Dalea tentaculoides
- Conservation status: Critically Imperiled (NatureServe)

Scientific classification
- Kingdom: Plantae
- Clade: Embryophytes
- Clade: Tracheophytes
- Clade: Angiosperms
- Clade: Eudicots
- Clade: Rosids
- Order: Fabales
- Family: Fabaceae
- Subfamily: Faboideae
- Genus: Dalea
- Species: D. tentaculoides
- Binomial name: Dalea tentaculoides Gentry

= Dalea tentaculoides =

- Genus: Dalea
- Species: tentaculoides
- Authority: Gentry
- Conservation status: G1

Species of legume

Dalea tentaculoides is a rare species of flowering plant in the legume family known by the common name Gentry's indigobush. It is native to Arizona in the United States, where it is limited to Pima and Santa Cruz Counties. It may occur in adjacent Mexico.

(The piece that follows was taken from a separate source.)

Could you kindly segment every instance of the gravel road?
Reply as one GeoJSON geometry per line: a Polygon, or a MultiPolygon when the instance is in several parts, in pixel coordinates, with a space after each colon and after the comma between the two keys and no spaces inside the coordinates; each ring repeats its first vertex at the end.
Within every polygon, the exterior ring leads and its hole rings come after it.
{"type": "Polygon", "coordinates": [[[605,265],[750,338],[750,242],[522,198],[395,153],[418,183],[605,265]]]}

This shrub-like perennial herb may reach two meters in height, but it usually remains smaller. It has compound leaves with several pairs of leaflets. The flowers are rose-purple. The inflorescence is coated in tentacle-like glands. Flowering occurs in spring and again in fall.

This plant grows in canyons in oak and juniper woodland. It grows on floodplains and terraces and is subject to seasonal flooding.

There are only a few occurrences of this plant, some located in the Tohono O'odham Reservation and in the Coronado National Forest.